Ouch! Yes, that seemed harsh, but think about it for a second. If you write things off as happening (or not happening) purely due to “luck,” you and your contributions are no longer relevant. It was “out of your hands.” But, hey it's okay — we all need to save face sometimes. Further, sometimes it takes years for us to admit the truth about situations to ourselves, which of course brings me to my next point.

To return momentarily to my tragic tale, looking back now, admittedly I could have predicted (at least) the demise of my romance, thereby protecting myself from the shock of that situation. There were signs along the way indicating everything wasn't copasetic, but I chose not to see them, just the same as I chose to perceive my life as being struck with a bout of “bad luck.” Ah and therein lies the crux of this entire matter: “luck” comes down to perception and seeing what we want to see.
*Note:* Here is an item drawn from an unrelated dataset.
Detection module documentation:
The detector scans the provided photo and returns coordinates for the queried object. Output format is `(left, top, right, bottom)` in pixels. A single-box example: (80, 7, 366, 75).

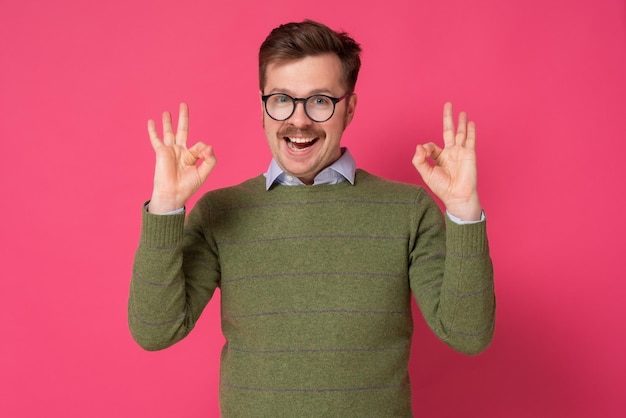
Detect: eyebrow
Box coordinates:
(265, 88, 338, 97)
It doesn't help of course that humans have a tendency to narrowly focus on “extremes,” which results in us missing all of the stepping-stones, which have led to certain moments in our lives. But, as they say, hindsight is 20/20.

And so, whether you believe your life is predestined, navigated by personal choices, influenced by (un)luck or just “a random lottery of meaningless tragedy and a series of near escapes” (Reality Bites quote!) is irrelevant as in ALL scenarios, the end result is that you can't control everything that happens or doesn't happen for/to you. What you can control however is how you perceptually frame your response/reaction.

With that, I'd like to conclude with an important piece of advice taken from a page out of the Rolling Stones' songbook: “You can't always get what you want/But if you try sometimes/You might find you get what you need.”